No one would assume Jones or Burton have ever looked back at their careers and felt any degree of bitterness or regret. In some ways, Jones’ steady place in the background has kept him safe from the decline into irrelevance that struck so many of the white stars of his generation.Unlike Robert De Niro or Dustin Hoffman or Al Pacino, Jones has remained defined by stature. When some editor has to eventually assemble his lifetime clip-reel, they won’t need to jump past embarrassments like Rocky and Bullwinkle or Hook or Jack and Jill (though they may have to resist the urge to further canonize his role in Best of the Best). He didn’t die young like Richard Pryor, or migrate to soap operas like Billy Dee Williams. And unlike most visible film actors, Jones has, to this day, maintained a consistent and lauded career as a stage actor. But if James Earl Jones’ career truly parallels the journey of black cinema through the public consciousness since 1970, we can find decades of underrepresentation lurking within a single YouTube video.
In Matt Goldman’s “Vader Sessions,” footage of Darth Vader is recut with dialog from James Earl Jones’ other roles. In the place of familiar lines, Vader is recast as a scatterbrained, foul-mouthed lunatic surrounded by acquiescent yes men. It would be a lie to say it isn’t funny. And it would be wrong to isolate the video as anything abnormal in an age of constant remixing. But in the context of black cinema, one can’t help but question how the video takes a man’s entire career and reduces it to a joke. Many of the lines in the video come from Claudine and The Great White Hope. And though the images are iconic, the dialog is likely unfamiliar to the more than five million people who have viewed this video on its original channel. As of this writing, both of those films are also available for free on YouTube. Claudine has been viewed just over four hundred thousand times. The Great White Hope has barely broken thirty thousand.

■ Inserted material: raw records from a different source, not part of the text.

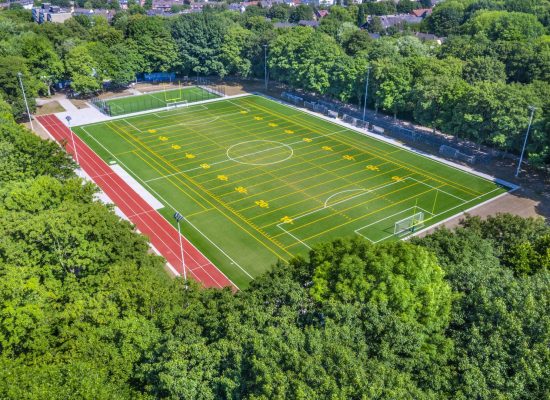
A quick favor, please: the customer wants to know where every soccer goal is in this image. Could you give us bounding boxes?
[166,100,189,110]
[393,211,424,235]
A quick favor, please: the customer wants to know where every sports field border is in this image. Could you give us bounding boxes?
[36,114,238,290]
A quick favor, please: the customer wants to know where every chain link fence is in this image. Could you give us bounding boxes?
[281,91,500,164]
[90,81,225,117]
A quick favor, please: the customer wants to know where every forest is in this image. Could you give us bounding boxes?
[0,94,550,400]
[0,0,550,400]
[0,0,550,167]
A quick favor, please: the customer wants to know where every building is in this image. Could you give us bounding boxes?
[32,3,73,24]
[315,9,328,21]
[411,8,432,18]
[151,0,184,12]
[361,14,424,30]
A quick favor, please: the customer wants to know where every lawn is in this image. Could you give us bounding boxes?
[105,86,219,117]
[74,96,506,287]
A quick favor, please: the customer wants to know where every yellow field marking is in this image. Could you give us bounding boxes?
[244,97,480,195]
[254,168,414,227]
[136,150,207,210]
[239,161,398,216]
[284,185,446,244]
[189,130,345,178]
[280,215,294,225]
[107,123,293,259]
[206,140,386,193]
[185,208,217,218]
[254,200,269,208]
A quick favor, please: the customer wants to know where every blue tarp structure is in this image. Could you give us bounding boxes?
[138,72,176,82]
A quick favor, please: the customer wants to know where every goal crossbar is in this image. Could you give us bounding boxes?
[393,211,424,235]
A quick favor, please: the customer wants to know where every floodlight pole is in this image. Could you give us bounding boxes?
[363,65,370,121]
[516,106,537,178]
[174,212,187,282]
[264,44,267,91]
[17,72,34,131]
[65,115,80,164]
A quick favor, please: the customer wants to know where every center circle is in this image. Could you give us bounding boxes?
[226,140,294,165]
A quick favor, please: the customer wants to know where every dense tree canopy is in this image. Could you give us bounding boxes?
[0,0,550,166]
[0,86,550,400]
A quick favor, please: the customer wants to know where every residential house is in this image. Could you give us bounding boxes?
[73,8,116,21]
[314,9,328,21]
[151,0,184,12]
[411,8,432,18]
[298,19,319,28]
[32,3,72,24]
[361,14,424,30]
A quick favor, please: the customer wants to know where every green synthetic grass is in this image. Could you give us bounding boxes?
[74,96,506,287]
[105,86,219,117]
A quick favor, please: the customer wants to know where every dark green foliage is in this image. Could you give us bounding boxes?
[0,94,550,400]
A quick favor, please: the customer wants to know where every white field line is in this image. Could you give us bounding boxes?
[370,188,504,243]
[145,128,350,182]
[82,127,247,289]
[227,100,251,112]
[354,206,434,243]
[253,92,519,190]
[277,177,490,248]
[404,186,520,240]
[154,104,212,119]
[183,217,254,279]
[122,118,143,134]
[277,224,311,250]
[277,181,406,226]
[407,177,470,203]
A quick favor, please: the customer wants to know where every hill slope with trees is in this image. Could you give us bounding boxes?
[0,93,550,399]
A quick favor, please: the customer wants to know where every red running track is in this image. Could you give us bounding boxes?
[36,115,237,289]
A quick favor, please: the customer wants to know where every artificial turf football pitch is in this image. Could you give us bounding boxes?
[105,86,219,117]
[74,95,506,288]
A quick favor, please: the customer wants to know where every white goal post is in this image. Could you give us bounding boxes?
[166,100,189,110]
[393,211,424,235]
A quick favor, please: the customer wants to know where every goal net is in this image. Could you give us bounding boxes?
[166,100,189,110]
[393,212,424,235]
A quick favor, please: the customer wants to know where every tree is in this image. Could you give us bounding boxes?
[220,25,252,77]
[426,0,464,36]
[397,0,418,14]
[463,57,506,84]
[19,33,63,95]
[357,4,367,26]
[267,3,291,22]
[0,56,41,119]
[172,13,228,76]
[65,45,102,95]
[464,10,544,41]
[371,59,412,118]
[289,4,313,23]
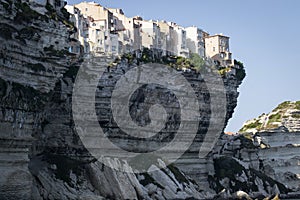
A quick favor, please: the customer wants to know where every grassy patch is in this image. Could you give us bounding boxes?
[273,101,291,112]
[268,113,281,124]
[14,1,47,23]
[234,60,246,81]
[44,45,72,57]
[239,120,262,132]
[292,113,300,119]
[25,63,46,72]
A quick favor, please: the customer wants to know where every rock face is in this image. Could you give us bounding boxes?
[239,101,300,133]
[209,102,300,198]
[0,0,241,199]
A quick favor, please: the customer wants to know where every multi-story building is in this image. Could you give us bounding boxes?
[185,26,205,58]
[65,0,234,66]
[169,22,189,57]
[135,17,161,50]
[65,5,89,54]
[75,2,119,54]
[205,34,234,66]
[109,8,142,52]
[156,21,177,55]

Granted, no one is mistaking YouTube for Netflix. Of course a ten minute comedy mashup is going to be more popular than relatively obscure films from the early ’70s. But the relative popularity of these videos provides a final diorama of how selective tastes, more often than not controlled by a largely white audience, can devalue the work of people of color. Forty years after their release, it is still films like Claudine that aren’t talked about, relegated nearly to nonexistence by a selective approach to history. Right now, the story of black cinema in the 1970s is often dismissed as little more than the rise and fall of a single, violent genre. But the careers of countless performers, producers, directors and screenwriters is waiting in plain sight, serving as undeniable evidence that the truth of black cinema lies far beyond Blaxploitation.